İşler bambaşka bir noktaya yönelmeye başladı Knight ve Lomas için: Demek o gün, inanışa göre, idama mahkum edilen iki İsa vardı! Bunlardan biri, “Yahudilerin Kralı” iddiasıyla ortaya çıkmış ve bu unvan alaycı biçimde başının üzerine yazılarak çarmıha gerilmişti. Diğeriyse, İsa Barrabas idi ve Vali Pilatus tarafından affedilmişti. İki yazar, bir adım daha ileri gittiler ve o günün diline ilişkin verilerden yararlanarak, bu kökeni hiç bilinmeyen Barrabas adını çözümlediler: “Bar”, dönemin dilinde “Oğlu” anlamına geliyordu. “Abba” ise “Baba” demekti. İki sözcük birleşip tamlama haline geldiğinde “Babasının Oğlu” çıkıyordu ortaya ama bu tamlamanın özel anlamı, “Tanrı’nın Oğlu”ydu! Yani Barrabas bir isim falan değil, bir unvandı ve İsa Barrabas harfi harfine “Tanrı’nın Oğlu İsa” demekti! Demek ki, o gün Kudüs’te “Tanrı’nın Oğlu İsa” adıyla bilinen biri, olasılıkla başını derde sokmuş bir din adamı ya da vaiz Vali Pilatus tarafından affedilmiş, daha tehlikeli görülen, çünkü “Yahudilerin Kralı” unvanına sahip olduğu söylenen, halk arasında “beklenen Mesih” olabileceği inançları yayılan bir başka İsa da çarmıha gerilerek idam edilmişti! Şimdi, bunların hangisi hıristiyanların İsa’sıydı sorusuna yanıt bulmak kalıyordu ve Knight ile Lomas’a göre yanıt açıktı: Affedilen ve serbest kalan, “Tanrı’nın Oğlu” unvanlı derviş!

İddia, hemen farkedeceğiniz gibi “sağlam” bilimsel dayanaklara sahip değil ve yine dini belgelerden yararlanıyor.

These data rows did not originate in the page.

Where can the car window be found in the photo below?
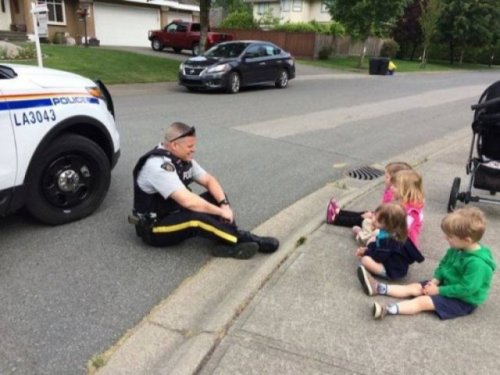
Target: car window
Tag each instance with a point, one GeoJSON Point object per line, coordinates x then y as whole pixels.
{"type": "Point", "coordinates": [226, 50]}
{"type": "Point", "coordinates": [171, 28]}
{"type": "Point", "coordinates": [254, 51]}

Ama çözümleme ve varsayımın geçerli olma olasılığı hiç de düşük değil. Bu varsayım, iki yazarı şöyle bir noktaya da yönlendiriyor: İsa, affedildi ve bir Nasorili olarak, Essenelerin arasına geri döndü. Birinci yüzyılın ortaları boyunca, diğer yoldaşlarıyla birlikte mezhep inanışlarını yaymaya çalıştı, bunda bir ölçüde başarılı da oldu. Ne var ki Roma İmparatorluğu ani bir strateji değişikliğiyle yeni dini alıp “resmi din” haline getirince ve onu istediği gibi yoğurup muhalifleri de ezince, Essene ve Nasorilerin sahip oldukları tek şey, inançları ve bilgileri de ellerinden alındı. Roma’nın kurduğu Kilise de yüzyıllar boyunca yapay bir hıristiyanlığı Batı dünyasına egemen kıldı, muhalifleri yok etti. İki yazar, “Hiram Key” kitabında İsa’nın döneminde yazılan ve bilinmeyen geçmişe ışık tutacak belgelerin İsa ve yoldaşlarınca Kudüs’te bir yerlere saklandığını; 1000 yıla yakın bir süre sonra, Haçlı Seferleri sırasında bölgeye gelen Templar Şövalyeleri’nin ısrarla bu belgeleri arayıp bulduklarını; ele geçen yazıtların şövalyelerce İskoçya’daki bir şatonun içine gizlendiğini de iddia ediyorlar. Buna göre, eğer İskoçya’daki Rosslyn Şatosu iyice aranırsa, bilmediğimiz daha pek çok şeyi içeren büyük bir gizem ortaya çıkacak. Bu, Essenelere de atalarından kalan, olasılıkla İ.Ö 3. binyıla, hatta daha gerilere giden bir gizem belki de.